Installing the pgEdge Platform

Before installing the pgEdge Platform, you will need to:

Generate an SSH keypair (opens in a new tab). After creating the keypair, copy the private half of a key pair to ~/.ssh (for example, id_rsa.pem) on the console host, and the public half of the key pair to ~/.ssh on each node host (for example, id_rsa.pub).
Set SELinux to permissive or disabled mode (opens in a new tab) on any PostgreSQL host.
Open any firewalls that could obstruct access between the console and the remote hosts.

After meeting the prerequisites, you can install pgEdge Platform with the command:

python3 -c "$(curl -fsSL https://pgedge-download.s3.amazonaws.com/REPO/install.py)"

Paste the command into your command line client and press Return.

Creating a Cluster Configuration File

After installing the pgEdge Platform, use the pgedge cluster json-template command to create a .JSON file that describes the configuration of your replication cluster. Move into the pgedge directory, and invoke the command:

./pgedge cluster json-template cluster_name db_name node_count db_superuser password pg_version port

When you invoke the command, specify the following values for the arguments:

cluster_name is the name of the cluster. A directory with this same name will be created in the cluster directory; the file describing the cluster configuration will be named cluster_name.json.
db_name is the name of your PostgreSQL database.
node_count specifies the number of nodes that will be in the cluster.
db_superuser specifies the username of the database superuser created for this database.
password is the password of the database superuser.
pg_version specifies the PostgreSQL version of the database; choose from versions 15,16, and 17.
port specifies the port number of the first node created in this cluster.

When the command completes, edit the .JSON file (located in pgedge/cluster/cluster_name/cluster_name.json), confirming your deployment details and adding any missing information. For detailed information about creating and modifying a JSON cluster configuration file, see Managing a Cluster's JSON File.

Validating the .json File

You can use the pgedge cluster json-validate command to verify that your .JSON file is structured properly. The syntax is:

    ./pgedge cluster json-validate cluster_name

For example, the following command validates the .json file that creates a cluster named demo.

    ./pgedge cluster json-validate demo
    JSON defines a 3 node cluster

Note: The validate command checks only the structure of the .json file; it does not validate the values you provide.

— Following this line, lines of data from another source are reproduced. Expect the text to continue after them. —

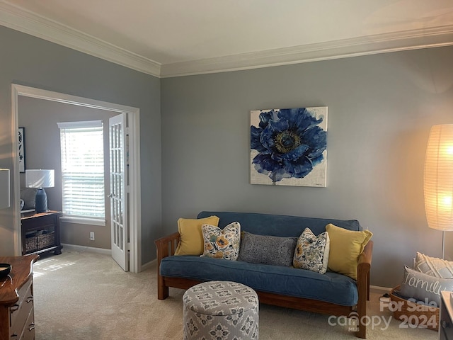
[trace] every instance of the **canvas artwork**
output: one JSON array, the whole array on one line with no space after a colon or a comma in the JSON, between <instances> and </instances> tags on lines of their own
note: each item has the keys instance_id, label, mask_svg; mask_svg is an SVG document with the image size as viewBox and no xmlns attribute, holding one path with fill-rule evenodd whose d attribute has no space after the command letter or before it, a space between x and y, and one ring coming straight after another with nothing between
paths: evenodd
<instances>
[{"instance_id":1,"label":"canvas artwork","mask_svg":"<svg viewBox=\"0 0 453 340\"><path fill-rule=\"evenodd\" d=\"M251 111L250 182L325 187L327 106Z\"/></svg>"}]
</instances>

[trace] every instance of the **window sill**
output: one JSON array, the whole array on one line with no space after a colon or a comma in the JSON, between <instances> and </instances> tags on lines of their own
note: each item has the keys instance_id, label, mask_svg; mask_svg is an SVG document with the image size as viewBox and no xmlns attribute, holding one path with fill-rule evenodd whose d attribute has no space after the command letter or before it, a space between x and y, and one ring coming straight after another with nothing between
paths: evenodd
<instances>
[{"instance_id":1,"label":"window sill","mask_svg":"<svg viewBox=\"0 0 453 340\"><path fill-rule=\"evenodd\" d=\"M60 217L59 220L60 222L67 222L68 223L77 223L79 225L105 226L105 220L98 220L96 218L64 216L62 217Z\"/></svg>"}]
</instances>

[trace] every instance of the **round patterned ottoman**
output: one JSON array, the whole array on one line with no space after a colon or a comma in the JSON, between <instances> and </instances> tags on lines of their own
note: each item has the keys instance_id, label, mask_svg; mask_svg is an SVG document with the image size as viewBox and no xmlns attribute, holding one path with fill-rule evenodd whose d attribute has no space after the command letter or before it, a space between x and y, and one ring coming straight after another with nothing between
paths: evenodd
<instances>
[{"instance_id":1,"label":"round patterned ottoman","mask_svg":"<svg viewBox=\"0 0 453 340\"><path fill-rule=\"evenodd\" d=\"M258 339L256 292L231 281L210 281L188 289L184 304L184 340Z\"/></svg>"}]
</instances>

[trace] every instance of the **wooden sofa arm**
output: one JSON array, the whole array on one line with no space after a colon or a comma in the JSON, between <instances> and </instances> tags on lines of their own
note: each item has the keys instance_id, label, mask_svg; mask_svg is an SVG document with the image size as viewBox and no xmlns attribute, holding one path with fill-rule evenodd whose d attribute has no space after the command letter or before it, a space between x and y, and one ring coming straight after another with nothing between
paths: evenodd
<instances>
[{"instance_id":1,"label":"wooden sofa arm","mask_svg":"<svg viewBox=\"0 0 453 340\"><path fill-rule=\"evenodd\" d=\"M165 285L164 278L161 276L161 261L164 257L174 255L180 239L180 235L176 232L154 241L157 253L157 298L159 300L166 299L168 296L168 287Z\"/></svg>"},{"instance_id":2,"label":"wooden sofa arm","mask_svg":"<svg viewBox=\"0 0 453 340\"><path fill-rule=\"evenodd\" d=\"M356 336L362 339L367 337L367 327L362 320L367 315L367 301L369 300L369 270L372 253L373 242L369 241L359 256L357 269L357 288L359 293L357 312L360 322Z\"/></svg>"}]
</instances>

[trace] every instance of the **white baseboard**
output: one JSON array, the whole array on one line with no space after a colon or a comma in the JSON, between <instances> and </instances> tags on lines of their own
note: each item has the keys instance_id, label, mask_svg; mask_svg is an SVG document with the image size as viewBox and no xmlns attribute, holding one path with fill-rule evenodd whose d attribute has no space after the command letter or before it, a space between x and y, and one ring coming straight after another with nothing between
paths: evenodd
<instances>
[{"instance_id":1,"label":"white baseboard","mask_svg":"<svg viewBox=\"0 0 453 340\"><path fill-rule=\"evenodd\" d=\"M70 251L90 251L91 253L102 254L103 255L112 255L111 249L94 248L93 246L79 246L77 244L67 244L65 243L62 243L62 246L63 246L63 251L64 251L64 249L67 249Z\"/></svg>"},{"instance_id":2,"label":"white baseboard","mask_svg":"<svg viewBox=\"0 0 453 340\"><path fill-rule=\"evenodd\" d=\"M149 262L147 262L144 264L142 265L142 271L148 269L149 268L152 267L153 266L155 266L156 264L156 261L157 261L156 259L154 259L154 260L150 261Z\"/></svg>"},{"instance_id":3,"label":"white baseboard","mask_svg":"<svg viewBox=\"0 0 453 340\"><path fill-rule=\"evenodd\" d=\"M385 294L390 293L391 288L388 288L386 287L379 287L379 285L370 285L369 291L372 293L378 293L379 294Z\"/></svg>"}]
</instances>

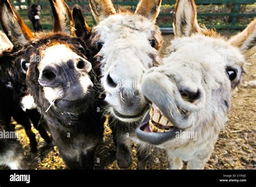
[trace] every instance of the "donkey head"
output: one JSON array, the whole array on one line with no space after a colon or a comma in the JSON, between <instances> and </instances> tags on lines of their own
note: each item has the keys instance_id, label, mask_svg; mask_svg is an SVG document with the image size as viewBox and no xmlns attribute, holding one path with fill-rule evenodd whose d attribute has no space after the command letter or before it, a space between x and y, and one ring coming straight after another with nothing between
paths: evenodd
<instances>
[{"instance_id":1,"label":"donkey head","mask_svg":"<svg viewBox=\"0 0 256 187\"><path fill-rule=\"evenodd\" d=\"M26 75L30 92L43 113L52 105L51 110L80 113L91 94L91 64L87 57L90 51L82 39L68 34L74 30L71 12L64 1L50 3L58 33L34 37L10 1L1 1L3 27L19 49L15 62Z\"/></svg>"},{"instance_id":2,"label":"donkey head","mask_svg":"<svg viewBox=\"0 0 256 187\"><path fill-rule=\"evenodd\" d=\"M175 138L180 130L217 138L245 61L238 48L198 26L193 1L178 1L174 26L176 38L163 65L142 78L142 92L152 108L136 131L139 139L153 145L172 141L165 147L172 148L190 141Z\"/></svg>"},{"instance_id":3,"label":"donkey head","mask_svg":"<svg viewBox=\"0 0 256 187\"><path fill-rule=\"evenodd\" d=\"M110 0L90 1L98 25L90 38L100 64L109 112L123 121L141 120L148 105L139 90L143 74L156 66L162 42L155 25L161 0L142 0L135 13L116 10Z\"/></svg>"}]
</instances>

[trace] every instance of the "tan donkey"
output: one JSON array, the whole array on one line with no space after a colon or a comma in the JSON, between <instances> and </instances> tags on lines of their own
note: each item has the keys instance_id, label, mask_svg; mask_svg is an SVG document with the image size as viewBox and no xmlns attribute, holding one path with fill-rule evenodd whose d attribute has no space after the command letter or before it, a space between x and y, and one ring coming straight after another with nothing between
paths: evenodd
<instances>
[{"instance_id":1,"label":"tan donkey","mask_svg":"<svg viewBox=\"0 0 256 187\"><path fill-rule=\"evenodd\" d=\"M199 26L193 1L180 0L174 24L176 38L163 65L143 75L142 91L152 107L136 133L166 150L170 169L181 169L183 161L188 169L203 169L244 72L245 60L236 47L255 50L255 20L227 41Z\"/></svg>"}]
</instances>

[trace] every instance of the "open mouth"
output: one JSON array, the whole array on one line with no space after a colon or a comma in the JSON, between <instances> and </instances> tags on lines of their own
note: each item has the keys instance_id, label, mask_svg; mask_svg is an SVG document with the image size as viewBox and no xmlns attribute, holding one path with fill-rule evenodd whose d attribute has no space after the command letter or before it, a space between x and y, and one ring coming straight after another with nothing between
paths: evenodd
<instances>
[{"instance_id":1,"label":"open mouth","mask_svg":"<svg viewBox=\"0 0 256 187\"><path fill-rule=\"evenodd\" d=\"M143 123L136 129L137 137L142 141L159 145L175 138L181 130L176 127L154 104Z\"/></svg>"},{"instance_id":2,"label":"open mouth","mask_svg":"<svg viewBox=\"0 0 256 187\"><path fill-rule=\"evenodd\" d=\"M114 114L118 118L123 118L123 119L137 119L137 118L141 118L143 117L145 113L149 109L149 105L146 105L144 107L142 110L142 111L138 114L134 116L126 116L123 115L119 112L118 112L116 110L113 109L113 112Z\"/></svg>"}]
</instances>

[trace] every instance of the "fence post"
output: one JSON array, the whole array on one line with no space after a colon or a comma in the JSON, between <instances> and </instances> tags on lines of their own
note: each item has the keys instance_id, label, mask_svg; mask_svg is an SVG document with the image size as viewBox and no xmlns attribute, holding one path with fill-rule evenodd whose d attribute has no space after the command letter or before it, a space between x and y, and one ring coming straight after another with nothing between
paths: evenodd
<instances>
[{"instance_id":1,"label":"fence post","mask_svg":"<svg viewBox=\"0 0 256 187\"><path fill-rule=\"evenodd\" d=\"M239 12L240 4L236 3L232 13L238 13ZM237 15L232 16L232 22L231 25L235 25L237 21Z\"/></svg>"}]
</instances>

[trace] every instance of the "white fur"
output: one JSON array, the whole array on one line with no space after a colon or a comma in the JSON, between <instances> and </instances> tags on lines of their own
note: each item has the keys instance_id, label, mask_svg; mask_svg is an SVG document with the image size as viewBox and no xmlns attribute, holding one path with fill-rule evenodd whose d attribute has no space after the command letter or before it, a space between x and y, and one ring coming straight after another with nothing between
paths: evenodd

Deploying a Remote Cluster from a .json File

After updating and validating the cluster_name.json file, you can invoke the pgedge cluster init command on the console host to deploy the defined cluster. The syntax is:

    ./pgedge cluster init cluster_name

The command installs pgEdge Platform and PostgreSQL on each node, creates the initial database, installs the spock and snowflake extensions, and creates the default replication set and subscriptions. For example, the following command deploys the sample demo.json file created above:

./pgedge cluster init demo

The CLI displays confirmation of node and subscription creation as it deploys the cluster.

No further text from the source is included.